The Jaw-Dropping Sci-Fi Video Game Everyone Needs to Play Once

I’ll never forget the first time I said “holy shit” while playing Outer Wilds. For the first time, I’d gotten the launch keys to my spacecraft. Still confused, still a little hesitant. What’s going on here? What is this filmic narrative about? How does this all work? Where should I be going?

The Jaw-Dropping Sci-Fi Video Game Everyone Needs to Play Once

Still, I followed the directions. My spaceship — a rickety wooden shack with a tin roof — loomed before me. I pushed some buttons and was instantly flying through space, free as a bird. Still perplexed. Still unsure of what was going on. This makes no sense to me at all.

Then, in the far distance, a planet. A vivid green dot blotched against the darkness. “I’ll go there,” I murmured to myself, unsure of what to do.

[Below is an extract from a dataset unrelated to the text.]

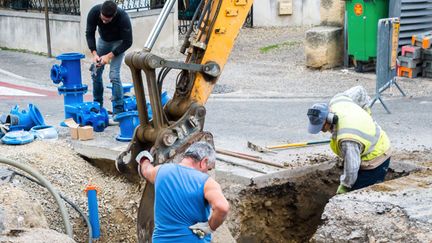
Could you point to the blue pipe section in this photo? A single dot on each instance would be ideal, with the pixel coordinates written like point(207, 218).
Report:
point(93, 211)
point(69, 74)
point(25, 120)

I slammed against the ship’s controls as I attempted to reach for the green planet, eventually crashing into its thick foliage at full speed. “I can’t see,” I murmured, but then the cloud dispersed.

I was shocked.



I had only a split second to react before I dove headfirst into the sea and saw it. This was a water planet, in size and shape like a toy. It was the whirlwinds that startled me, though. At least six of them were battling one another in an otherworldly storm on the waves, according to my observations. My eyes went wide as saucers when I floated back to the top of the surface, water streaming down the windows, water streams down my goggles.

The two whirlwinds raced across the surface, so forceful that they picked up entire islands and hurled them into space — literally into space – before crashing back onto the planet. I’d never seen anything like this in a video game. But this was Outer Wilds. In Outer Wilds, the unbridled creativity is commonplace.

“Holy shit.

Outer Wilds is a space adventure, but it’s also a mystery to solve. Outer Wilds is a game in which you play detective, investigating the ruins of an vanished culture in the hopes of figuring out exactly what happened. The surprise: Outer Wilds features a Groundhog Day-style time loop as its center. You just have 22 minutes to look into it before the sun goes ka-boom and destroys your entire solar system. All you have left is the information you obtained in those few precious moments.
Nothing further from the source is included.